Koalisyon çalışmalarını üç başlık altında yapacak:
Hukuksal alanda kadın-erkek eşitliğini sağlamak.
Ekonomide kadını güçlendirmek.
Dünyada kadın politikalarını izlemek.
2004 Aralık ayına kadar koalisyona yeni bir görev daha düşüyor elbet.
Avrupa Kadın Lobisi’yle sıkı bir işbirliği yapmak.
Eşit Fırsatlar Koalisyonu’na hoşgeldin diyorum.
Çok şapkalı bir devlet bakanı
ALBRIGHT’ın toplantısından sonra otelin lobisinde kadından ve aileden sorumlu Devlet Bakanı Güldal Akşit ile sohbet imkanı buluyoruz.
Güldal Akşit kadından, aileden, çocuktan ve özürlülerden sorumlu ancak portföyünde başka sorumluklar da var:
İşsizliğin önlenmesi ve istihdamın geliştirilmesi.
Sadece bu son ikisi Türkiye’nin başlı başına en büyük sorunlarından.

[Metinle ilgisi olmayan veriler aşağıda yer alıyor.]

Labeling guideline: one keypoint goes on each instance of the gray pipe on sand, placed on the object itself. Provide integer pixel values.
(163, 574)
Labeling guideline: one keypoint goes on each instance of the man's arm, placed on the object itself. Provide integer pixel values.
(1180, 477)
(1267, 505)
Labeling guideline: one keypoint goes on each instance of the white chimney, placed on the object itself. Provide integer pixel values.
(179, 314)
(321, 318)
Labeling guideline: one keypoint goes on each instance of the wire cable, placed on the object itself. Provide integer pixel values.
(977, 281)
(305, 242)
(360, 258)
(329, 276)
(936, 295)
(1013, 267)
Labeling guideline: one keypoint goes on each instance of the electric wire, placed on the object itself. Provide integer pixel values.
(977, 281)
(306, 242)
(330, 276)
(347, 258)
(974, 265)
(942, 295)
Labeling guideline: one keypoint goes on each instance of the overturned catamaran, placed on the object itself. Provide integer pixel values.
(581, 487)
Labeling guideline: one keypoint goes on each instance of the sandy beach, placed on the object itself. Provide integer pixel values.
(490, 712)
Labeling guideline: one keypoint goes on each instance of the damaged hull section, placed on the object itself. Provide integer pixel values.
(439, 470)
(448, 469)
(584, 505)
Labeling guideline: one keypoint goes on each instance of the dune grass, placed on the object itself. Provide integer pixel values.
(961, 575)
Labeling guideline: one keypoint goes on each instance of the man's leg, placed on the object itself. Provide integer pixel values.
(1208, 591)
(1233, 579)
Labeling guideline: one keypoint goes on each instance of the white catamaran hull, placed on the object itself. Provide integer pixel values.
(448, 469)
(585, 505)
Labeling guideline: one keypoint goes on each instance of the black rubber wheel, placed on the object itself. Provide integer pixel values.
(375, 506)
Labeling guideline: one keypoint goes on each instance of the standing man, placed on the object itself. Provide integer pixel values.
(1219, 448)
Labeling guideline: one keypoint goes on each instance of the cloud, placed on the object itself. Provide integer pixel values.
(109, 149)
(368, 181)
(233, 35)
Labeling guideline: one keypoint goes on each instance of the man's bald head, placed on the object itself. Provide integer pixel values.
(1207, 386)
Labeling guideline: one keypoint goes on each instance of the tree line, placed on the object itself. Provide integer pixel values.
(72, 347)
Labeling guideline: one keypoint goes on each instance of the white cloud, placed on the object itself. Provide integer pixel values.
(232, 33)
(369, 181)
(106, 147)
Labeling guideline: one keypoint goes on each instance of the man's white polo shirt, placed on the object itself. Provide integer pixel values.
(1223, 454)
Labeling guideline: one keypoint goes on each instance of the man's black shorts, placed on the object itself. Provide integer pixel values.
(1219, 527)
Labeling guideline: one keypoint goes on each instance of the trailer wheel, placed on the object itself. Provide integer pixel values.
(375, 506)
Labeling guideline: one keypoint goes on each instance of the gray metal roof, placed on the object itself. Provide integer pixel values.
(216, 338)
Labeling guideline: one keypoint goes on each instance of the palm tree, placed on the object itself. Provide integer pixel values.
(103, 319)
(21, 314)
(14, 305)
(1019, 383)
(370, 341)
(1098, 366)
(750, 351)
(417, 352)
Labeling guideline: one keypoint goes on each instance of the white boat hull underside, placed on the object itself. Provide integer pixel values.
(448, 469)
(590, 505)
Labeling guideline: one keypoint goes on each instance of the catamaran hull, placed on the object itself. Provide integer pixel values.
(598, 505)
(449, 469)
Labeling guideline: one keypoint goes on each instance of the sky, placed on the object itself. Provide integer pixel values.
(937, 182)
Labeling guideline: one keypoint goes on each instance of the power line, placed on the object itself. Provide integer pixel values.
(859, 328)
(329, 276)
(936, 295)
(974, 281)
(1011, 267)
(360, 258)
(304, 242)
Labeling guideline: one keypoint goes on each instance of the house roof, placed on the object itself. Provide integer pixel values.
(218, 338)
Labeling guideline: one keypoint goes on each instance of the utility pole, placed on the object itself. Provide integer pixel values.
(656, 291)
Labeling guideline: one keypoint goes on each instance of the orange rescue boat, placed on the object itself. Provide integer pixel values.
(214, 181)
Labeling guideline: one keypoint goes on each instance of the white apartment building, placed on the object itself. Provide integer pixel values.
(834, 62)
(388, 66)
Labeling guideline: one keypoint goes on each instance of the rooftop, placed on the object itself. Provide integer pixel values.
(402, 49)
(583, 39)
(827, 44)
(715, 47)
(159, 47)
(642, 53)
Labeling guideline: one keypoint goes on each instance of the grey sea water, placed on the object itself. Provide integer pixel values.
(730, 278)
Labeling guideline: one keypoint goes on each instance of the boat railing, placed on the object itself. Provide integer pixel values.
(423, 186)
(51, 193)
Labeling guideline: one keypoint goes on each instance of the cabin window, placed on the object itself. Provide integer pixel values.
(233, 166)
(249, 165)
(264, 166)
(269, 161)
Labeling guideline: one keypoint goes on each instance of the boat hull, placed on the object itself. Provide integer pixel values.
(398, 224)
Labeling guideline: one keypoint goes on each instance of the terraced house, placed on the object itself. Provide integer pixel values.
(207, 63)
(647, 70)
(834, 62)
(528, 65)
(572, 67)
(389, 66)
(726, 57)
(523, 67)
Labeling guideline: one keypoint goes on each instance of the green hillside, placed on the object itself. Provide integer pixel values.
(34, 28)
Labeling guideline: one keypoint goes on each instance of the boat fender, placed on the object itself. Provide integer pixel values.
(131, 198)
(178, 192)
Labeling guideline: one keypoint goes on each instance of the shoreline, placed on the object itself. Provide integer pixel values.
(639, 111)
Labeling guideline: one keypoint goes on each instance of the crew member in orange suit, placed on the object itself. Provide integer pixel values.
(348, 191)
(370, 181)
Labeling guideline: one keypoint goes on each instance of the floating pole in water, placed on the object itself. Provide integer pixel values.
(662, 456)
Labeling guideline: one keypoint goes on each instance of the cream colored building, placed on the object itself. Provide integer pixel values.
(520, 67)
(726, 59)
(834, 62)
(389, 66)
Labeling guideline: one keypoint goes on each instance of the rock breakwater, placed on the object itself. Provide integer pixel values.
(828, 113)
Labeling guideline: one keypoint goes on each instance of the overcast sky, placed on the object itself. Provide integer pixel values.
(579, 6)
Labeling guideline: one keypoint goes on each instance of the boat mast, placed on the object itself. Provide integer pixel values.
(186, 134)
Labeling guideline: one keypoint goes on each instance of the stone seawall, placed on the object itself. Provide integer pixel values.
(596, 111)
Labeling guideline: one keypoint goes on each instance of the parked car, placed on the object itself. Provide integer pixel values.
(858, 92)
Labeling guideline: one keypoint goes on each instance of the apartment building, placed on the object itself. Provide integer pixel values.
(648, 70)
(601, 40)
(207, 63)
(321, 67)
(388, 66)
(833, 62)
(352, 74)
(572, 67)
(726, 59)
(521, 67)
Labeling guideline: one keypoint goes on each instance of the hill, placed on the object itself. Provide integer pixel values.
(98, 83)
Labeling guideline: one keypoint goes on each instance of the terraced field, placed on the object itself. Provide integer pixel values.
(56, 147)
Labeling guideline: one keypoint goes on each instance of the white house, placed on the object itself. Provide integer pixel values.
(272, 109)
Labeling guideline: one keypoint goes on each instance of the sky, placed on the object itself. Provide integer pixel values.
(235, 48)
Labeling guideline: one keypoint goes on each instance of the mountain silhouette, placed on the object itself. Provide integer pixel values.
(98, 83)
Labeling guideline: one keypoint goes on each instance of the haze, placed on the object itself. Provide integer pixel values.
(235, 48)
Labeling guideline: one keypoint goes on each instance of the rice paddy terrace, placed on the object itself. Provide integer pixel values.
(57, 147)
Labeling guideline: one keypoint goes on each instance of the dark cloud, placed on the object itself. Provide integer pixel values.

Akşit’ten öğrendiğime göre, bakanlığın müstakil bütçesi yok.
Peki işsizliğin önlenmesi için çalışmalar nasıl yapılıyor o halde?
‘Çok küçük ekiplerle çalışıyoruz. DPT’den yardım alıyoruz. İşsizlikle ilgili aylık raporlar sunuyoruz. Ekonomi ve diğer bakanlıklarla işbirliği yapıyoruz’ diyor.
Özürlüler de Türkiye’nin başka önemli bir meselesi.
Eğer Akşit’in verdiği rakamı yanlış hatırlamıyorsam nüfusun yüzde 12.9’u özürlü.
Dediğim gibi Devlet Bakanı’nın sorumluluğundaki alanların tümü yaşamsal önemde.
Akşit, ‘Desteğe ihtiyacımız var’ derken çok haklı.
Özellikle de kadınların desteğine ihtiyacı var.